Where is the firmware to update with found and where does it go? This is what I have in the boot messages; I have updated the kernel sources but if there's a blob that has to go somewhere I probably don't have that. vchiq0: <BCM2835 VCHIQ> mem 0xb800-0xb84f irq 28 on simplebus0 vchiq: local ver 8 (min 3), remote ver 8. pcm0: <VCHIQ audio> on vchiq0 There is nothing interesting in /var/log/messages other than the pcm errors: Dec 21 08:54:44 HD-MCP ntpd[546]: leapsecond file ('/etc/ntp/leap-seconds'): expired less than 360 days ago Dec 21 09:45:04 HD-MCP kernel: pcm0: chn_write(): pcm0:virtual:dsp0.vp0: play interrupt timeout, channel dead Dec 21 09:45:09 HD-MCP kernel: pcm0: chn_write(): pcm0:virtual:dsp0.vp1: play interrupt timeout, channel dead Dec 21 09:45:10 HD-MCP kernel: pcm0: chn_write(): pcm0:virtual:dsp0.vp2: play interrupt timeout, channel dead root@HD-MCP:/var/log # sysctl dev.pcm.0 dev.pcm.0.starved: 0 dev.pcm.0.freebuffer: 40000 dev.pcm.0.underruns: 8 dev.pcm.0.retrieved: 0 dev.pcm.0.submitted: 40000 dev.pcm.0.callbacks: 1376 dev.pcm.0.dest: 0 dev.pcm.0.bitperfect: 0 dev.pcm.0.buffersize: 0 dev.pcm.0.play.vchanformat: s16le:2.0 dev.pcm.0.play.vchanrate: 48000 dev.pcm.0.play.vchanmode: fixed dev.pcm.0.play.vchans: 3 dev.pcm.0.%parent: vchiq0 dev.pcm.0.%pnpinfo: dev.pcm.0.%location: dev.pcm.0.%driver: pcm dev.pcm.0.%desc: VCHIQ audio
(In reply to karl from comment #24) There is FAT partition on SD card with VC firmware bits.

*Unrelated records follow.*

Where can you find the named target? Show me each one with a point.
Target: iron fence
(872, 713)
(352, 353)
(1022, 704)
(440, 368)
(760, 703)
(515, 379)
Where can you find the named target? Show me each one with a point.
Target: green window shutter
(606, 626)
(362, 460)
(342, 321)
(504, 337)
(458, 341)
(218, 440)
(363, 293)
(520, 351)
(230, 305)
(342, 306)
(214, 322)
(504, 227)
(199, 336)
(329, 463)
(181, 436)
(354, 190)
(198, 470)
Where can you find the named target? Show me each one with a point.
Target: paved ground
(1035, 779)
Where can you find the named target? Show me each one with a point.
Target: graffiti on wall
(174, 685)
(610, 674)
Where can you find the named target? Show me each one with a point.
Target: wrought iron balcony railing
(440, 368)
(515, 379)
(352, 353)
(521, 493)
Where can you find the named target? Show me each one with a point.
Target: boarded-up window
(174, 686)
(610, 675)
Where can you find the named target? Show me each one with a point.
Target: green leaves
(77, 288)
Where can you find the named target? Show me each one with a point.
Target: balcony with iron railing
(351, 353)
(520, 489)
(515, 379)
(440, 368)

You can download latest binaries from here: https://github.com/raspberrypi/firmware/tree/master/boot/ You need *.elf, *.dat, and bootcode.bin. Make sure you added "init_uart_clock=3000000" to config.txt on FAT partition if you have UART console connect. Backup content of FAT partition before updating it, just in case.
Picking up those files got me a non-booting unit... will investigate (have to hook up a physical console....)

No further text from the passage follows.